A barely audible ‘no’ leaks from my lips and I wait for the worst.

He lets out what seems to be a ‘small mercies’ sigh of relief, and I am wondering if I have 6 weeks, 6 months or if I’ll see Christmas? He pulls his shoulders back and grittily announces that his initial prognosis was correct, it is cancer.

‘And...?’ I ask.

‘That’s it. Just like we spoke about’, he smiles and rubs my knee.

It took every fibre of my being not to leap across that desk and strangle that smug son-of-a-bitch. This ‘doctor’ who had remarkably had his ‘bedside manner’ surgically removed sometime during med school was now serving me copious quantities of his churlishness.

So now I knew. Next step, ‘Operation: Tell The Folks’.

Nothing for me to do

When I was thirteen I ran straight through a plate-glass door. I have a scar down the side of my nose to prove it. Fourteen neat little stitches and a newly acquired ruggedness from that day forward. At least, that’s what my mother told me. I ran down a long hallway, swerved past the lounge, hurdled the coffee table and was halted, in mid-air, by a very large, very clean glass sliding door. Bam!

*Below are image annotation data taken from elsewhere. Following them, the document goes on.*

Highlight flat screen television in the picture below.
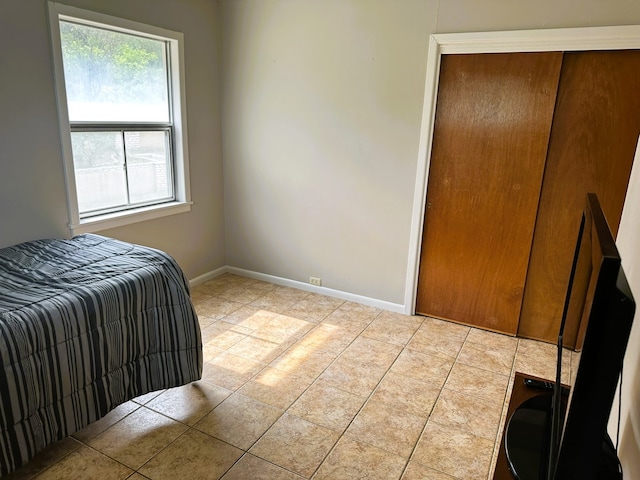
[505,193,635,480]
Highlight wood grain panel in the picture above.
[518,50,640,347]
[416,52,562,334]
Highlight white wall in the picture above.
[0,0,224,278]
[220,0,640,472]
[609,142,640,478]
[222,0,436,303]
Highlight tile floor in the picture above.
[6,274,572,480]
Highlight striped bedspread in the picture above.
[0,234,202,475]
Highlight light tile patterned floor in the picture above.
[6,274,572,480]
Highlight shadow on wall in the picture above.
[618,352,640,478]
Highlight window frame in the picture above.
[48,1,192,235]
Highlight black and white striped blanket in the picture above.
[0,234,202,475]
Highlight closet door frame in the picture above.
[404,25,640,315]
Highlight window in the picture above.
[49,2,190,234]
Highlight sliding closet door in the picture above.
[416,52,562,334]
[518,50,640,346]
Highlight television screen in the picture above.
[549,193,635,480]
[504,194,635,480]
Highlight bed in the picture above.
[0,234,202,476]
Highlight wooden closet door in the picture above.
[518,50,640,347]
[416,52,562,334]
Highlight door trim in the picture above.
[404,25,640,315]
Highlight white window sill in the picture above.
[69,202,192,235]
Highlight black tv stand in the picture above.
[493,373,622,480]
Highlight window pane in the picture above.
[60,21,169,122]
[71,132,127,214]
[124,131,173,203]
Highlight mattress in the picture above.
[0,234,202,474]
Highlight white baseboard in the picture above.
[189,266,405,313]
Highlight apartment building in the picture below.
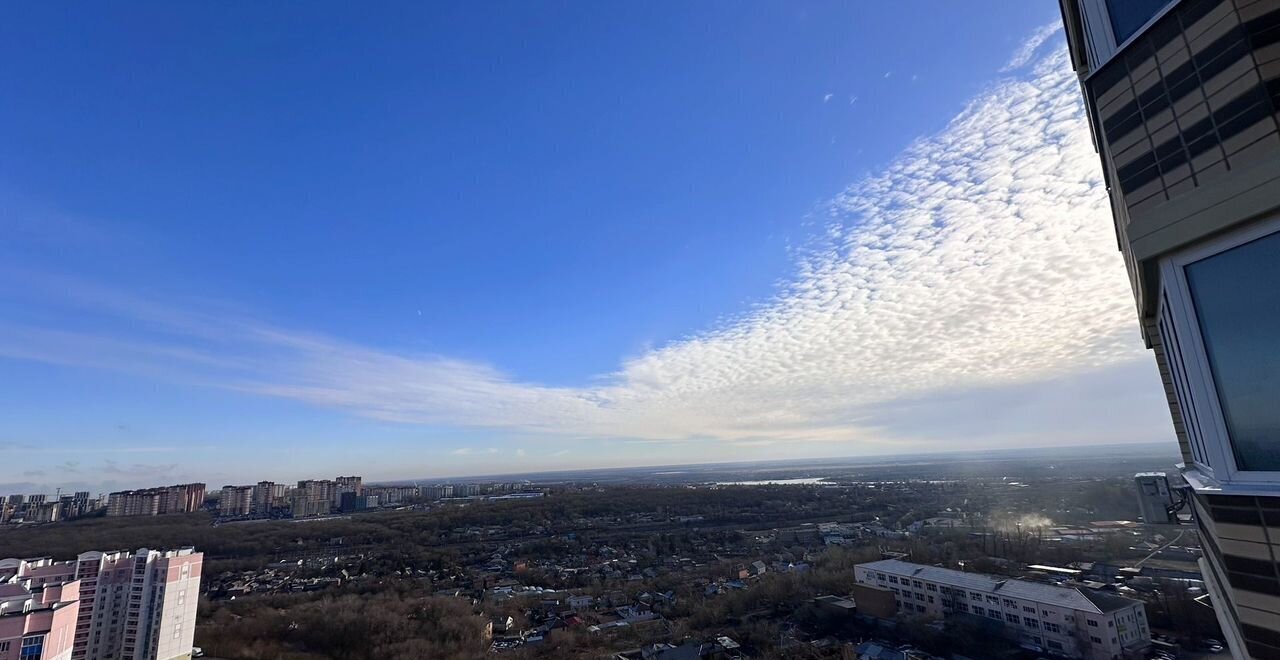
[0,580,79,660]
[106,483,205,517]
[253,481,289,515]
[333,477,365,507]
[0,547,204,660]
[218,486,253,517]
[854,559,1151,660]
[1061,0,1280,657]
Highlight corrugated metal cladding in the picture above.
[1085,0,1280,216]
[1196,494,1280,657]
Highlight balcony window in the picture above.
[1107,0,1170,45]
[1183,233,1280,472]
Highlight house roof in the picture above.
[858,559,1135,614]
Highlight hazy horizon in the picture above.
[0,3,1175,492]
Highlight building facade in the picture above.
[106,483,205,517]
[0,547,204,660]
[854,559,1151,660]
[0,580,79,660]
[1061,0,1280,657]
[218,486,253,518]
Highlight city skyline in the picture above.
[0,4,1171,492]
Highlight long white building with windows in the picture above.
[854,559,1151,660]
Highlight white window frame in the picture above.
[1160,216,1280,485]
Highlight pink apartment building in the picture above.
[0,579,79,660]
[0,547,204,660]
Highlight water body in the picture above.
[716,477,827,486]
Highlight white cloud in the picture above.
[1000,20,1062,72]
[0,37,1140,455]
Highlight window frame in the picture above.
[1157,216,1280,486]
[1076,0,1181,75]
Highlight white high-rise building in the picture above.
[854,559,1151,660]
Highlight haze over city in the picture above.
[0,3,1170,492]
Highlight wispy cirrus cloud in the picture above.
[1000,20,1062,73]
[0,34,1162,455]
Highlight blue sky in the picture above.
[0,1,1169,490]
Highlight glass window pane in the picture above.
[1107,0,1170,46]
[1185,233,1280,472]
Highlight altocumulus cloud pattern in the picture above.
[0,31,1140,444]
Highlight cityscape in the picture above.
[0,0,1280,660]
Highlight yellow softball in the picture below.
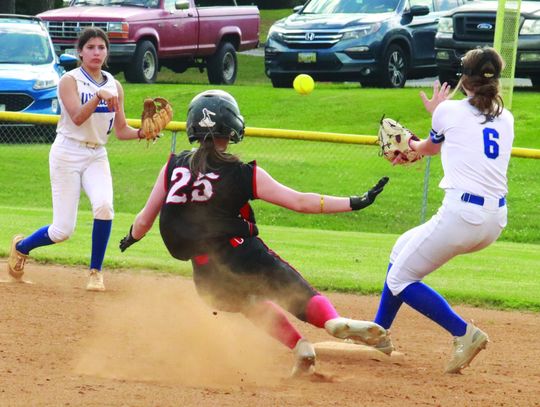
[293,73,315,95]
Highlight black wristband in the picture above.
[349,196,367,211]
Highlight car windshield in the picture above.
[72,0,159,7]
[302,0,399,14]
[0,28,54,65]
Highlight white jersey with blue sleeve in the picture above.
[430,98,514,199]
[56,67,118,145]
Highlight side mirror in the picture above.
[408,6,429,17]
[174,0,189,10]
[58,54,79,71]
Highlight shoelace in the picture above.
[14,256,26,271]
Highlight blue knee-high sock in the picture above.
[399,282,467,336]
[90,219,112,270]
[374,263,403,329]
[16,225,54,254]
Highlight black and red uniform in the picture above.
[159,151,317,320]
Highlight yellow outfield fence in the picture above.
[0,112,540,159]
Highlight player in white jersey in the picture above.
[375,48,514,373]
[7,28,146,291]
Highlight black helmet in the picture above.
[186,89,244,143]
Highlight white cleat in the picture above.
[291,339,317,377]
[324,317,388,346]
[86,269,105,291]
[7,235,28,282]
[444,323,489,373]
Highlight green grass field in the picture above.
[0,18,540,311]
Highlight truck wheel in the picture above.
[379,44,408,88]
[206,42,238,85]
[270,76,294,88]
[124,41,158,83]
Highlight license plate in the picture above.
[298,52,317,64]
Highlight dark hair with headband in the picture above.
[456,47,504,121]
[77,27,109,66]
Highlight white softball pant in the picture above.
[386,189,507,295]
[48,136,114,243]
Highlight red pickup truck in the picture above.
[38,0,260,85]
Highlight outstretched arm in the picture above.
[256,167,388,213]
[409,81,450,159]
[113,81,141,140]
[420,80,450,114]
[120,165,167,251]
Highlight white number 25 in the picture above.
[165,167,219,204]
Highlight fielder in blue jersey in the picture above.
[375,48,514,373]
[7,28,146,291]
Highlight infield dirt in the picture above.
[0,259,540,407]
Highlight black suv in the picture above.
[435,1,540,88]
[264,0,466,88]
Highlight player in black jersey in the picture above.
[120,90,390,375]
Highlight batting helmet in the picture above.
[186,89,245,143]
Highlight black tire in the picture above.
[206,42,238,85]
[439,71,459,89]
[270,76,294,88]
[379,44,409,88]
[124,41,159,83]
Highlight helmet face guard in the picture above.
[186,90,245,143]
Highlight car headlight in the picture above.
[437,17,454,34]
[519,19,540,35]
[267,26,283,40]
[341,23,381,41]
[32,76,58,90]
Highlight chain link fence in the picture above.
[0,116,540,243]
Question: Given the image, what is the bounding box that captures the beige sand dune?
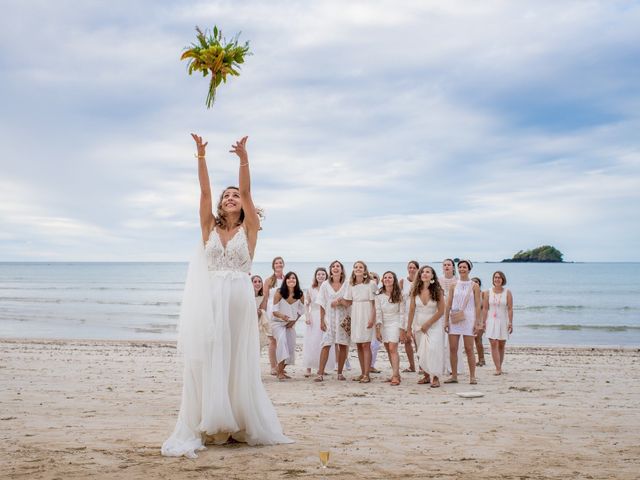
[0,340,640,479]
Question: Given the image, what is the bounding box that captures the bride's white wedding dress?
[162,227,292,458]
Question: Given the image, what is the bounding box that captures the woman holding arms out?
[483,271,513,375]
[271,272,304,380]
[314,260,350,382]
[161,134,291,458]
[260,257,284,375]
[344,261,376,383]
[399,260,420,373]
[444,260,482,385]
[407,265,444,386]
[375,272,405,386]
[302,267,329,377]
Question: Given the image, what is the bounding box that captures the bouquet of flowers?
[180,26,251,108]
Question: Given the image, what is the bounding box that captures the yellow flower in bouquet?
[180,26,251,108]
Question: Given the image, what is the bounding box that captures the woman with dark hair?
[302,267,333,378]
[376,272,405,386]
[344,260,376,383]
[444,260,482,385]
[398,260,420,373]
[161,134,291,458]
[483,271,513,375]
[412,265,449,388]
[471,277,487,367]
[271,272,304,380]
[407,265,445,387]
[260,257,284,375]
[313,260,351,382]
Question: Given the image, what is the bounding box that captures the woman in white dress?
[261,257,284,375]
[407,265,449,388]
[344,261,376,383]
[161,134,291,458]
[369,272,382,373]
[483,271,513,375]
[399,260,420,373]
[471,277,489,367]
[375,272,405,386]
[313,260,351,382]
[251,275,272,350]
[302,267,333,378]
[271,272,304,380]
[444,260,482,385]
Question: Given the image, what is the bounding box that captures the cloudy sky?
[0,0,640,261]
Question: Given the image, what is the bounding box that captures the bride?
[162,134,292,458]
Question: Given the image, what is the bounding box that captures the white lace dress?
[161,228,292,458]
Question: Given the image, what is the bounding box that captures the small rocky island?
[502,245,562,262]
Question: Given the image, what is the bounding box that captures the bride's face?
[221,188,242,213]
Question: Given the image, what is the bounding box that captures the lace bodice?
[204,227,251,273]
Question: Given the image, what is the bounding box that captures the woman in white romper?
[444,260,482,385]
[302,267,334,378]
[271,272,304,380]
[399,260,420,373]
[376,272,405,386]
[344,261,376,383]
[314,260,351,382]
[483,271,513,375]
[260,257,284,375]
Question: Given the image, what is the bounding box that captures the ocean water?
[0,261,640,347]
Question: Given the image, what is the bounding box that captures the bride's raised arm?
[229,137,260,235]
[191,133,215,243]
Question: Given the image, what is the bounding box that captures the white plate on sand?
[456,392,484,398]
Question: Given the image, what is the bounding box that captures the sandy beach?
[0,340,640,479]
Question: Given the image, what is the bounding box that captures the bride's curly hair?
[216,185,264,230]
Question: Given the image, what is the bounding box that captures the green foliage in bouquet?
[180,26,251,108]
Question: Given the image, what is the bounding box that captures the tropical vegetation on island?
[502,245,563,262]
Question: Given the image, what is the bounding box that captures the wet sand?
[0,340,640,479]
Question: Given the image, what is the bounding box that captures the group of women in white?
[252,257,513,388]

The world suddenly stopped. I was frozen, lying among a million diamonds of razor sharp glass. The most significant injury was one long shard protruding from my nose. As anxious friends and family gathered around, I felt a sense of bravery, for although I was indeed hurt, the pain was defused by the shock. I stared at the sky above and let out small giggles.

The overwhelming memory that has stayed with me from that day was the serene comfort and calmness that washed over me. Once placed on the ambulance gurney, those men in white coats dedicated every shred of their being to my wellbeing. At the hospital, as I lay on that gurney swaddled in crisp white linen, I glanced back and forth at the myriad of hospital staff fussing around me and felt indestructible, immortal and completely protected from everything bad in the world.

My role in this whole episode was to lie there, and simply be treated and repaired. There was nowhere I had to be. Nothing for me to do. Just lie there and be looked after. Now sleep. Hmmm.

At 48 years of age, the nose scar fading, I found myself once more under the protection of those wonderful angels in white. And while for some, hospital is a scary place, full of horrible possibilities, for me, and with limited experiences therein, it has always been a haven. Within these walls, away from the ghastly world outside, and with every known remedy for every possible condition close at hand, I have always felt totally safe. That was until the doctor leaned over me, roused me from my anaesthetic and said ‘I’m sorry, I have some bad news. You have cancer.’

My stomach fell away taking every last drop of oxygen with it. The light above my head was spinning dangerously, the air in the room sucked away and the doctor’s face blurred into some grotesque caricature. I couldn’t respond. I was free-falling, nothing to hold onto, nothing to save me. ‘I’m very sorry’ he said.

Reality has slapped me hard every day since, and now, almost halfway through my chemotherapy treatment, I realise my boyhood beliefs, although once comforting, were fanciful. And though I still maintain a healthy respect for hospitals and know miracles can happen, they do not always happen, and between those times it’s just called ‘life’.

Happiness, sadness, joy, grief, hope, charity, pain, heartache, illness, laughter, anguish, love, fear, death and life.